Probabilistic Approximate Algorithms for Distributed Data Mining in Peer-to-Peer Networks
Monday, April 28, 2008, 11:15am
The dissertation introduces the concept of approximate local algorithms that can estimate data mining result within desired accuracy boundary with user-specified probabilistic guarantee by operating within a spatial locality of the executioner-node. As a foundation of probabilistic approximation in P2P network, a random-walk based uniform data sampling approach is proposed, that removes the bias and dependence in sampling caused by varying degrees of connectivity and sizes of data shared. Then the sampling technique is applied to develop approximate local algorithms for solving the specific data mining problem of K-means clustering and frequent itemset mining in the context of P2P network. Two K-means clustering algorithms are developed, one of which extends the concept of centralized K-means algorithm to distributed dynamic peer-to-peer environment, while the other provides probabilistic guarantee on accuracy of clustering result in a static P2P network. A frequent itemset mining algorithm is developed as a direct application of the uniform data sampling technique that discovers most of the frequent itemsets with high probability using bounded communication.
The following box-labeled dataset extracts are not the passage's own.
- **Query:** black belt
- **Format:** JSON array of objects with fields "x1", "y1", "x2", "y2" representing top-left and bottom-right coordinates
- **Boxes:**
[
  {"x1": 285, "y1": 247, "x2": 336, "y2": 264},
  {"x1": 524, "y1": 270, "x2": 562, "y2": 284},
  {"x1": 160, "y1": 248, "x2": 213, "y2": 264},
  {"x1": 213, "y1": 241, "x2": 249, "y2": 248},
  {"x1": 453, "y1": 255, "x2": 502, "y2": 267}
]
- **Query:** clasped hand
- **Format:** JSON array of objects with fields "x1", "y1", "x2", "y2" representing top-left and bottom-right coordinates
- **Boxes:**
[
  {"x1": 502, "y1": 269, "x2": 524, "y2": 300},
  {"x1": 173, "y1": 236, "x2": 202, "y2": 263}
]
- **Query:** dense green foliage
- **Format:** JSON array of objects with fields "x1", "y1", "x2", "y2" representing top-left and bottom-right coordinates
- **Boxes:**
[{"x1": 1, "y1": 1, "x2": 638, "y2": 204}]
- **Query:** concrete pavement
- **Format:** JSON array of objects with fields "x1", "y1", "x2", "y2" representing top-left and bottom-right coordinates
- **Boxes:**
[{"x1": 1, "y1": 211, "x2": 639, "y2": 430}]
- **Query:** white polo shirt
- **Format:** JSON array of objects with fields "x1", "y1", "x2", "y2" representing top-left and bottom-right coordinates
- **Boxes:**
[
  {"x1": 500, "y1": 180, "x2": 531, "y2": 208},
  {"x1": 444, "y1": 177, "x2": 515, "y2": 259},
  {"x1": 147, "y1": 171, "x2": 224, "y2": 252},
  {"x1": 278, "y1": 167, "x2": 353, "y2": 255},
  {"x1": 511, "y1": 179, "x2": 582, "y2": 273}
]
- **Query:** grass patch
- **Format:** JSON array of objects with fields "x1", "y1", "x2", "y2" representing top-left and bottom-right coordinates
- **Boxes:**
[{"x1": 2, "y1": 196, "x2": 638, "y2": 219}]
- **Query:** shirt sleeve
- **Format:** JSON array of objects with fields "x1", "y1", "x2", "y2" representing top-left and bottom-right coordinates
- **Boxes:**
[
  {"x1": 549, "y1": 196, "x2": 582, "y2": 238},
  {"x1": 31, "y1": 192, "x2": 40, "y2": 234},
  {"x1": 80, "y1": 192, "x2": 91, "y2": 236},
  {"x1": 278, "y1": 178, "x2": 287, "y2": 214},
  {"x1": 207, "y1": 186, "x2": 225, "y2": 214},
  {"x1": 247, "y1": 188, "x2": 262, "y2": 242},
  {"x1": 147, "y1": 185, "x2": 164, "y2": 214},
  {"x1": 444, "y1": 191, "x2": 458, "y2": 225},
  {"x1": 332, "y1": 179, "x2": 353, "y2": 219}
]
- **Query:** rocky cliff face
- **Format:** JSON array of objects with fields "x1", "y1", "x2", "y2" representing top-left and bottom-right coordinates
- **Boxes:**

The main contribution of this research work is to introduce the concept of approximate local algorithms for data mining in P2P network that provides probabilistic guarantee of accuracy. It builds a basic tool for approximate data analysis in P2P network, a uniform data sampling technique, and develops communication efficient approximate local algorithms for mining data distributed in such network. The algorithms developed here provide data mining results within desired accuracy level and probabilistic guarantee, and shows good scalability with low communication overhead.